Each year the International Political Science Association’s Research Committee on the Structure of Governance sponsors the Levine Prize. It is named in honor of Charles H. Levine, who was a distinguished member of the Research Committee and served on the editorial board of its official journal, Governance. The prize is awarded on the recommendation of a distinguished committee. This year’s committee was composed of Professors Graham K. Wilson (University of Wisconsin, chair), Bert A. Rockman (Purdue University), and Robert Henry Cox (University of Oklahoma).

The committee unanimously decided to award the 2005 Levine Prize to Atul Kohli’s book, State-Directed Development: Political Power and Industrialization in the Global Periphery, published by Cambridge University Press in 2004. In this meticulous analysis of the reasons developing countries succeed or fail to industrialize, Atul Kohli demonstrates that building an effective state is a central ingredient. Without effective state capacity, resources are not efficiently employed, important groups cannot be effectively mobilized, and political elites fail to pursue coherent policies. Building this capacity may be achieved under either authoritarian or democratic regimes.

Kohli demonstrates that an effective state is crucial, but not a guarantee that industrialization will occur. Political leaders must use their power wisely. An effective state allows leaders to do the three things necessary for making industrialization work: it provides them with an administrative capacity to pursue a concerted strategy of industrial development, it allows them to build necessary linkages with private actors, and it allows them to foster a nation-wide sense of public purpose that helps to channel investment.

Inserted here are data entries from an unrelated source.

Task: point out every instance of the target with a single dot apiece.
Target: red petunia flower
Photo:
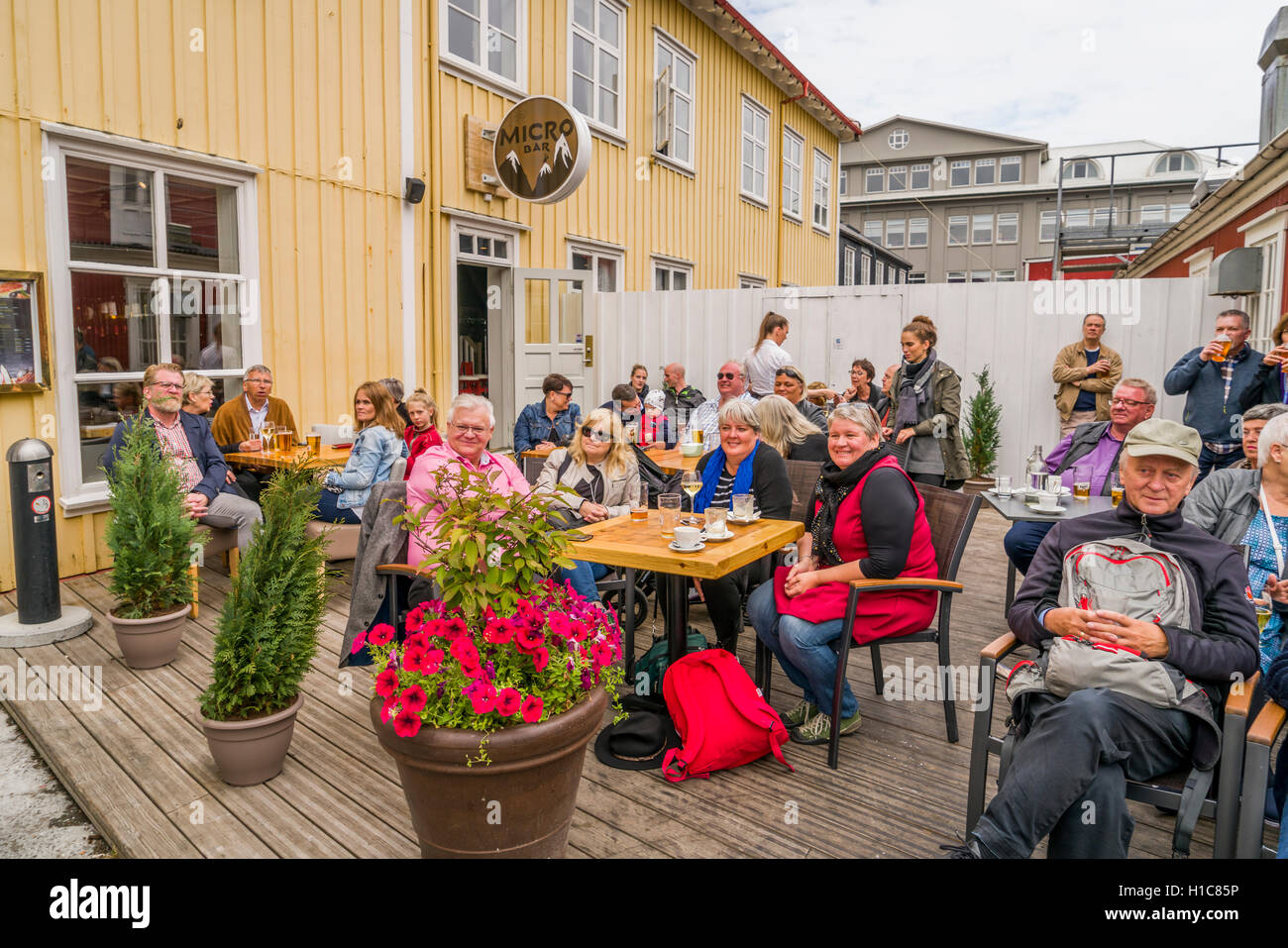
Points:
(386, 683)
(540, 659)
(413, 698)
(407, 723)
(507, 702)
(532, 708)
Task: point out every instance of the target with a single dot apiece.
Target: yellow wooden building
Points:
(226, 181)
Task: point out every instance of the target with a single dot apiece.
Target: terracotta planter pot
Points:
(150, 643)
(518, 805)
(252, 751)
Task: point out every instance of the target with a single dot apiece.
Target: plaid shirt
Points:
(174, 445)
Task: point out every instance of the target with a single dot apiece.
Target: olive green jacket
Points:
(944, 420)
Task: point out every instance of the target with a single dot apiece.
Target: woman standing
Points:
(925, 411)
(375, 449)
(867, 522)
(423, 430)
(767, 357)
(599, 468)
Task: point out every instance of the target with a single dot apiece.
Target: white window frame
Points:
(794, 171)
(1012, 218)
(519, 84)
(595, 123)
(661, 40)
(671, 266)
(58, 143)
(822, 189)
(755, 110)
(596, 254)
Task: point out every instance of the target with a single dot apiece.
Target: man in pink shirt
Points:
(471, 421)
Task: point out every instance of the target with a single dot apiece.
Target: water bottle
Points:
(1035, 468)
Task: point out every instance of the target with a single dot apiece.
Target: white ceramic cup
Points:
(687, 537)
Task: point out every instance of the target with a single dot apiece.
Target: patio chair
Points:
(1188, 791)
(951, 517)
(1256, 767)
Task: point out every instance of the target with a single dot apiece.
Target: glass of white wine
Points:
(691, 481)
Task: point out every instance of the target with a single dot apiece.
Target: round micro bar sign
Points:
(541, 150)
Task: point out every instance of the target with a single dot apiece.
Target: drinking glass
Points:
(1082, 481)
(639, 505)
(669, 505)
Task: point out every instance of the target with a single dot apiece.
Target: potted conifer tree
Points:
(154, 541)
(982, 434)
(267, 635)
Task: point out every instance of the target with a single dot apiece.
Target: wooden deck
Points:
(141, 769)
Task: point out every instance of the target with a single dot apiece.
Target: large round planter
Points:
(252, 751)
(150, 643)
(518, 805)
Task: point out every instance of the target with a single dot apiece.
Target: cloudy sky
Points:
(1181, 72)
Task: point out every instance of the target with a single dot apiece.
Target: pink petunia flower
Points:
(532, 708)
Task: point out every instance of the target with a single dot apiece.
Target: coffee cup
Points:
(688, 537)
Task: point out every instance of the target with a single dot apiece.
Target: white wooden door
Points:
(553, 314)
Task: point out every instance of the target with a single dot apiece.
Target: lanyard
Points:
(1274, 535)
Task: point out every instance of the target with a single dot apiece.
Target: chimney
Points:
(1274, 80)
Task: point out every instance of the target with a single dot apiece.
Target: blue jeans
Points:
(327, 511)
(803, 648)
(583, 578)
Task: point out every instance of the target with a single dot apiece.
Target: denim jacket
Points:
(375, 450)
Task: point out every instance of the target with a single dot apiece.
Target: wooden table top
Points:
(330, 456)
(623, 543)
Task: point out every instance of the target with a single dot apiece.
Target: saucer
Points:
(687, 549)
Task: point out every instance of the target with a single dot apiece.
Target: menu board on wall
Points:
(22, 351)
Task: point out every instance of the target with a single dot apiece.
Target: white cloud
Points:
(1181, 72)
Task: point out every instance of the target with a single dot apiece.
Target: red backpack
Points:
(720, 715)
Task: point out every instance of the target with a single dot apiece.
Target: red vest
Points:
(879, 614)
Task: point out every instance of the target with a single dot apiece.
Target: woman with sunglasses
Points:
(595, 476)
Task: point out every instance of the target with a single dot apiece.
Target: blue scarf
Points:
(711, 476)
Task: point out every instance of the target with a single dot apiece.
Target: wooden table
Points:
(640, 545)
(277, 460)
(1014, 509)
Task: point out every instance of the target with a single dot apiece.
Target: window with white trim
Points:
(755, 150)
(487, 37)
(673, 101)
(982, 228)
(794, 147)
(958, 227)
(595, 60)
(606, 266)
(151, 260)
(1046, 227)
(822, 191)
(671, 275)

The book provides a detailed examination of the process of industrialization in Korea, Brazil, India, and Nigeria. The cases represent a broad range across the developing world. Moreover, by exploring countries that varied in their degrees of success, Kohli provides convincing evidence that some administrative forms are better equipped to foster economic development than others. This sensitivity to historical and institutional legacies enriches the debate over the causes of economic backwardness.

Atul Kohli’s argument is complex and eschews formulas or simple recipes. His cases show that much depends on circumstances and the discovery by trial and error of policies that work. The lesson to be drawn is that there are no simple solutions, easily duplicated by aspiring industrializers. Instead, leaders must know the historical and institutional circumstances of their societies, must be able to identify challenges and opportunities, and must have the political steel to articulate bold solutions and carry them out.

At a time when international attention centers on the problems of failed states, State-Directed Development bolsters those who believe that the major challenges to international security (both economic and political) lie first in building administrative capacities in the developing world.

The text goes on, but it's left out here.